Power breakfasts – or business breakfasts – are catching on. They are seen as a great way to interact with a broad range of people including entrepreneurs, executives, corporate leaders. Starting the day early leaves more hours during the day for regular office work. Over a strong cup of coffee you can start the day off strong: have a face-to-face conversation with an important business contact, network, share ideas, information, updates. At many power breakfasts, short talks and presentations are given. These tend to be informal and people are encouraged to ask questions in a less structured way than at formal meetings. What’s interesting is that ‘hot’ topics can be discussed. For example, something right out of the morning papers. You can get insights while the subject is still hot and may even get pointers for the business day ahead.

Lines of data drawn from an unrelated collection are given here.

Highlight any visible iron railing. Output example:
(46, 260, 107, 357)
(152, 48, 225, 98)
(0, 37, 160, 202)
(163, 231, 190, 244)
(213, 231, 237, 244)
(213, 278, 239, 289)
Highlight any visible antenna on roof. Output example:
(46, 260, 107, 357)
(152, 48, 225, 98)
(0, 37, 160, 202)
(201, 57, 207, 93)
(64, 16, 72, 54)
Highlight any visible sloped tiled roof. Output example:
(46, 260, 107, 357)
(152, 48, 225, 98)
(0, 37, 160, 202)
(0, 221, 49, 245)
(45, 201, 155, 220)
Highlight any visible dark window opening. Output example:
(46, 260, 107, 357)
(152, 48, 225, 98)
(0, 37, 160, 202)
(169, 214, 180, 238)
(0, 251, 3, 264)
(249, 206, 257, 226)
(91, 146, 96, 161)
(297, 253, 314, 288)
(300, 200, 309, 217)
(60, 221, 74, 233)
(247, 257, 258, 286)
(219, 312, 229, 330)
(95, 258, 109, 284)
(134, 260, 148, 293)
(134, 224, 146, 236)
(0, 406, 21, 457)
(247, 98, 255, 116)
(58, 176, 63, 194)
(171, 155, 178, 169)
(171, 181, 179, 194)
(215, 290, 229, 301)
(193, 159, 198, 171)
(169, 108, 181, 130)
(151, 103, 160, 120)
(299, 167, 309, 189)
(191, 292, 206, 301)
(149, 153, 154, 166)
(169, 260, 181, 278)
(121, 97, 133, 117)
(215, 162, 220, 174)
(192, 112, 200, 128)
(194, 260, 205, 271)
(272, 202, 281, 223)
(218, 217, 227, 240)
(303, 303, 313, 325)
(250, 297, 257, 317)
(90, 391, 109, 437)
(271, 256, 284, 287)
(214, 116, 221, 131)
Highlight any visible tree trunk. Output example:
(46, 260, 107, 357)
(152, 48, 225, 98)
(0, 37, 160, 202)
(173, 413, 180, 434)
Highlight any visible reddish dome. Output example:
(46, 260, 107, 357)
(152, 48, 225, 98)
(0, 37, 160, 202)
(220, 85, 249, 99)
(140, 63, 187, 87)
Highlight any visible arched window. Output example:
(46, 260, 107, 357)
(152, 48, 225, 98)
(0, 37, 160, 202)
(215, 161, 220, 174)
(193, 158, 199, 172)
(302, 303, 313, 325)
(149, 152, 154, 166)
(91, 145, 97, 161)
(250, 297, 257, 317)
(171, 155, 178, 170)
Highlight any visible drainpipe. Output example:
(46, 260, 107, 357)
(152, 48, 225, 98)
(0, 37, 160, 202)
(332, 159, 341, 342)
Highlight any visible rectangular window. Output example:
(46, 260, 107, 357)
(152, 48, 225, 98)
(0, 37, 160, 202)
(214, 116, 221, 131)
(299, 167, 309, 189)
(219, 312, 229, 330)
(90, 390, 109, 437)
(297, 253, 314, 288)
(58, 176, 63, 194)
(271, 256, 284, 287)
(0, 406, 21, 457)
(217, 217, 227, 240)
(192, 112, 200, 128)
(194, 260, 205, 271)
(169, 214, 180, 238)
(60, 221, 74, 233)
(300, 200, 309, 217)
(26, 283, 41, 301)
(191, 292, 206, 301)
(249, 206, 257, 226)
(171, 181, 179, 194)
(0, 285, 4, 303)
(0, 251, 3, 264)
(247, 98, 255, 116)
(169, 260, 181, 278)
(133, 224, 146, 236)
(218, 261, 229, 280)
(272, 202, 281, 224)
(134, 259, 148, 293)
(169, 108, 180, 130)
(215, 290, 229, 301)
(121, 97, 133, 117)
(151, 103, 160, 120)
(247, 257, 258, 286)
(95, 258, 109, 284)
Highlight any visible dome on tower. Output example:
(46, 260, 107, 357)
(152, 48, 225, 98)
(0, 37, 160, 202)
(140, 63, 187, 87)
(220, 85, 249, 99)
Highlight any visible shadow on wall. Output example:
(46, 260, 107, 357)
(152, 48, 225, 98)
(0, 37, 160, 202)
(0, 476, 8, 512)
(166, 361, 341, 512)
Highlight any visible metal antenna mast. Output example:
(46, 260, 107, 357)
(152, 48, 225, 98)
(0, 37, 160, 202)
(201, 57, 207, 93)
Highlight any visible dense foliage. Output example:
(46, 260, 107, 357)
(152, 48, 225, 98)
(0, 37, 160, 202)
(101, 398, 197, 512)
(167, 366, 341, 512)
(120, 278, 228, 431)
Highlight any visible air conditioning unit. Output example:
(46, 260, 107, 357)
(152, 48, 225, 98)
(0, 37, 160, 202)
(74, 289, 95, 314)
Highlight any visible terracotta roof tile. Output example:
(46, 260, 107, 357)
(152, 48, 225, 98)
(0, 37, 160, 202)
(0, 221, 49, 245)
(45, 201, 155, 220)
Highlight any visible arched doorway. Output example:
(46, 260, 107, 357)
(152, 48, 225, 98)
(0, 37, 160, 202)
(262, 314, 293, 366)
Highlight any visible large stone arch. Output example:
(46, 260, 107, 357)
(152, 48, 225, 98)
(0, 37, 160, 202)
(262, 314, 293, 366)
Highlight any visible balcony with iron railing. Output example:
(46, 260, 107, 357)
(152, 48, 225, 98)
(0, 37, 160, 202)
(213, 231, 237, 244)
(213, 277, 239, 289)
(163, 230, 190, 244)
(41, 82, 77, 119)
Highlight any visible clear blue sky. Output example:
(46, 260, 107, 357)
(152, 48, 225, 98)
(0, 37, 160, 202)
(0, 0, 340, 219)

A power breakfast is gaining in preference over the conventional business lunch. For one thing, it takes about 45 minutes to an hour; the lunch could well run into two hours. It’s easier to take an hour off in the morning without taking away from work that needs to be done during the business day. And, it’s cheaper! Besides, getting an appointment for lunch with busy people can be a nightmare. But everyone needs to have breakfast!
Power breakfasts tend to be more productive than business lunches. You don’t have to spend a lot of time over different courses before coming to the point. You can circulate. Omelet and toast at one table; move over to another with your cup of coffee. It’s not impolite! People who are frequenters at power breakfast suggest you have a good supply of your business cards handy and at the first opportunity write details about the person you met and any important points arising out of your conversation behind his or her business card. Later, you can go through the list and follow-up with an email or phone call. Top executives attending power breakfasts don’t have access to their secretaries and are more likely to agree to an appointment in the somewhat informal surrounding. You can be sure that they themselves are sizing you up and making notes behind your business card so make sure you use the opportunity to clearly state your topic of interest and make a good impression.
If you have some time after most of the people have left, it’s a good idea to sit down (with another cup of coffee) and plan out the rest of the day without being interrupted by phone calls. You could also take this time to sort out the business cards you have collected and decide on a plan of action. What could make a better impression than calling back the very same day? Could be an important step towards cutting the next business deal. But the real value of the breakfast meeting is the relationships you build, many of which will pay off sooner or later.
So rise and shine. Break bread with clients or prospective clients at a power breakfast – the new business lunch.